[ 
https://issues.apache.org/jira/browse/GEODE-10508?page=com.atlassian.jira.plugin.system.issuetabpanels:all-tabpanel
 ]

Jinwoo Hwang updated GEODE-10508:
---------------------------------
    Fix Version/s: 2.1.0

> Remediation of ANTLR Nondeterminism Warnings in OQL Grammar
> -----------------------------------------------------------
>
>                 Key: GEODE-10508
>                 URL: https://issues.apache.org/jira/browse/GEODE-10508
>             Project: Geode
>          Issue Type: Improvement
>            Reporter: Jinwoo Hwang
>            Assignee: Jinwoo Hwang
>            Priority: Major
>             Fix For: 2.1.0
>
>
> h2. Summary
> Fix nondeterminism warnings generated by ANTLR during compilation of the OQL 
> (Object Query Language) grammar file.
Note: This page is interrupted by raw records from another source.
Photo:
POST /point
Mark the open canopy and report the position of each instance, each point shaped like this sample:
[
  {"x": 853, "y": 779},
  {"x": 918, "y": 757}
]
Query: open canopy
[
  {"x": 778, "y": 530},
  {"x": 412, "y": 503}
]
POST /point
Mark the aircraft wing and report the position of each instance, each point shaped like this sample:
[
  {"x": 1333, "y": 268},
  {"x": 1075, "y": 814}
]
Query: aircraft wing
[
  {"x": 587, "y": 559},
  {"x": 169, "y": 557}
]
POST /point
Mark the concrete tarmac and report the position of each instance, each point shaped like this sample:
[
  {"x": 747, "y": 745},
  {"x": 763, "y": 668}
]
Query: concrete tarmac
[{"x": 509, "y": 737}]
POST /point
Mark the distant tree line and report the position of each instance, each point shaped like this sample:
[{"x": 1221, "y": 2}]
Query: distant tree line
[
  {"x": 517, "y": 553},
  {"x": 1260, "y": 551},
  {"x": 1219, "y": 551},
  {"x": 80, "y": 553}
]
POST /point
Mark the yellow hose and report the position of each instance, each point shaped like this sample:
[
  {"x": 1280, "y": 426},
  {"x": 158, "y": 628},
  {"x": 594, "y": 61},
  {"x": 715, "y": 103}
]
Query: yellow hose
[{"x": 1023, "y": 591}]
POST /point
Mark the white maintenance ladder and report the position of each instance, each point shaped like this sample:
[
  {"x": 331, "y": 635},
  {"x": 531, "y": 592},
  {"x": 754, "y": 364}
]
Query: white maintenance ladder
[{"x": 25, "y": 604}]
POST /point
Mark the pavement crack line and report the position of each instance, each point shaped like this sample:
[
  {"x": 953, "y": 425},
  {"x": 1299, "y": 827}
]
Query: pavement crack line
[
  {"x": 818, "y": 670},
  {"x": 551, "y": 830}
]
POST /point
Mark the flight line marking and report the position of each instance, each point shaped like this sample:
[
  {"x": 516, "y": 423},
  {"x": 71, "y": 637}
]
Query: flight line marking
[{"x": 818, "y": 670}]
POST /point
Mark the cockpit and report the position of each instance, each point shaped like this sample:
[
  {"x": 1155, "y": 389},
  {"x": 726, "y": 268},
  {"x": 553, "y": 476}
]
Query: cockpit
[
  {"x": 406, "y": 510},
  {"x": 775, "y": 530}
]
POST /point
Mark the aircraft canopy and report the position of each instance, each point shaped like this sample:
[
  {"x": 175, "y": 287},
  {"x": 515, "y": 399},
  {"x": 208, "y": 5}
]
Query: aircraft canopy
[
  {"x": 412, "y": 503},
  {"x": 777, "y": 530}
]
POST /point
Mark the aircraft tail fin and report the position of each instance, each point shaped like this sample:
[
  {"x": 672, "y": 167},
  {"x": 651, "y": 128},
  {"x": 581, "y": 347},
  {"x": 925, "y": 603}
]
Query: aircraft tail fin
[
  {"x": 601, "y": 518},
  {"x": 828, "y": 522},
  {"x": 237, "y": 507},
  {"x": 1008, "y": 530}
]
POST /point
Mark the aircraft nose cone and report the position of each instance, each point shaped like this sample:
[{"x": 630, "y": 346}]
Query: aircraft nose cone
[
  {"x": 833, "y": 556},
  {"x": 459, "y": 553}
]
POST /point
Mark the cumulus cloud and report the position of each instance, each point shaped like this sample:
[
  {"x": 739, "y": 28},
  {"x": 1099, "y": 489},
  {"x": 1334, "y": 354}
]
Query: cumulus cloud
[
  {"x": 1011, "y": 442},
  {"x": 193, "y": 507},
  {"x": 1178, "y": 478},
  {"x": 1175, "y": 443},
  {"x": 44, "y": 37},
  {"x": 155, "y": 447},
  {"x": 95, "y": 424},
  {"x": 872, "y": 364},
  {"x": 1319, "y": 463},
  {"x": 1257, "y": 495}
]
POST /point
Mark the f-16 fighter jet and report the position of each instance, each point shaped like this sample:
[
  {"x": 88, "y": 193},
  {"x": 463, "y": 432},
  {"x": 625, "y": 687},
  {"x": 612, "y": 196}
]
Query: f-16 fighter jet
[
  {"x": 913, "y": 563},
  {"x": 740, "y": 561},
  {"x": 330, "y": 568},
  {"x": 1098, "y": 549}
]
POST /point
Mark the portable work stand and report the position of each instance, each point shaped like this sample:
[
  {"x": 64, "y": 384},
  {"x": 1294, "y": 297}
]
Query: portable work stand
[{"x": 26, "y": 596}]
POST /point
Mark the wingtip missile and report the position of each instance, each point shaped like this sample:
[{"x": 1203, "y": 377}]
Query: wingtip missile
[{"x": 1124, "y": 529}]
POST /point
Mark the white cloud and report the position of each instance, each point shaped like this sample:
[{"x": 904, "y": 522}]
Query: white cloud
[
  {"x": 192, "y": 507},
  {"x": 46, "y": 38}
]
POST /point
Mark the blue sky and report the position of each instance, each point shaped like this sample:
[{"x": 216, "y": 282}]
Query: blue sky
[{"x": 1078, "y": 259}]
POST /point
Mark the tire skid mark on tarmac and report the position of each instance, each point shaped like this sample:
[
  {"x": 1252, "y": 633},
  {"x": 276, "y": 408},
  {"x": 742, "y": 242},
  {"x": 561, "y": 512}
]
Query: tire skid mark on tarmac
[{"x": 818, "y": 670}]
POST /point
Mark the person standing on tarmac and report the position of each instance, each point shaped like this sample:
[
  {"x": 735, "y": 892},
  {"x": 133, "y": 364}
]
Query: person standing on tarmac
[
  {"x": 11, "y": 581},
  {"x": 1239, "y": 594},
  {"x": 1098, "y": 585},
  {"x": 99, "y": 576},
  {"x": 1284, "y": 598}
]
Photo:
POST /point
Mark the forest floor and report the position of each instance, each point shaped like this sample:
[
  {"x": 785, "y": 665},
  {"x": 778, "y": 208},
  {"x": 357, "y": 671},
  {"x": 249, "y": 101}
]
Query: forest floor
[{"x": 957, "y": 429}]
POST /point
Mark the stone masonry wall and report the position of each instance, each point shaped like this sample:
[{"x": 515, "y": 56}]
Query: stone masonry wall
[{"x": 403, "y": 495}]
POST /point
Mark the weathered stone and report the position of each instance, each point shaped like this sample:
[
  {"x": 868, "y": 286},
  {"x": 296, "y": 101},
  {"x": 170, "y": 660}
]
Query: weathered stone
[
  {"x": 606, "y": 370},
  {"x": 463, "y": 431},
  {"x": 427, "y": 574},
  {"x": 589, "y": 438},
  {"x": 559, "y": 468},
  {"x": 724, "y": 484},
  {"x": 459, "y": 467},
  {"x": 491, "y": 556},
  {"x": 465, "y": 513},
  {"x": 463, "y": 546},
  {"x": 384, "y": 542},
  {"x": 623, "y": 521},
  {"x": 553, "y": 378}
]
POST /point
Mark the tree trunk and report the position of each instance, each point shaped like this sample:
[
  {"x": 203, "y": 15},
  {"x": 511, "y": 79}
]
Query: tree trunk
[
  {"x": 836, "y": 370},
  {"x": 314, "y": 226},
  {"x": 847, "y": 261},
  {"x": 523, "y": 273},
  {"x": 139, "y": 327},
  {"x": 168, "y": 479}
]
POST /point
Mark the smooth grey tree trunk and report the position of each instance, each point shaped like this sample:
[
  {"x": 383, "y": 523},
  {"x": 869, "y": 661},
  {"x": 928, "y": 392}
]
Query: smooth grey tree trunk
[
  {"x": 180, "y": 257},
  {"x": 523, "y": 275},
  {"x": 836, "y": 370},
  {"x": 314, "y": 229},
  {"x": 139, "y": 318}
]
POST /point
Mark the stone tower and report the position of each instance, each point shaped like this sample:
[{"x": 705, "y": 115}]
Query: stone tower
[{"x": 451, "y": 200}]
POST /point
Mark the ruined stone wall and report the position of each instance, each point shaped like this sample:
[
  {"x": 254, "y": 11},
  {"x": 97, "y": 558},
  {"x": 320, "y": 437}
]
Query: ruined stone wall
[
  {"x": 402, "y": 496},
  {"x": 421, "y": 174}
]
The warnings indicate ambiguity in the 
> parser that prevents it from deterministically choosing between alternative 
> production rules.
> h2. Problem Statement
> h3. Current Behavior
> During the {{generateGrammarSource}} task, ANTLR produces the following 
> nondeterminism warnings:
> {noformat}
> > Task :geode-core:generateGrammarSource
> /home/runner/work/geode/geode/geode-core/src/main/antlr/org/apache/geode/cache/query/internal/parse/oql.g:574:40:
>  
> warning:nondeterminism between alts 1 and 2 of block upon
>     k==1:"sum","avg","min","max","count"
>     k==2:TOK_LPAREN
> /home/runner/work/geode/geode/geode-core/src/main/antlr/org/apache/geode/cache/query/internal/parse/oql.g:578:13:
>  
> warning:nondeterminism between alts 1 and 2 of block upon
>     k==1:"sum","avg","min","max","count"
>     k==2:TOK_LPAREN
> /home/runner/work/geode/geode/geode-core/src/main/antlr/org/apache/geode/cache/query/internal/parse/oql.g:961:26:
>  
> warning:nondeterminism between alts 1 and 2 of block upon
>     k==1:"distinct"
>     k==2:TOK_LPAREN,TOK_PLUS,TOK_MINUS,TOK_DOLLAR,...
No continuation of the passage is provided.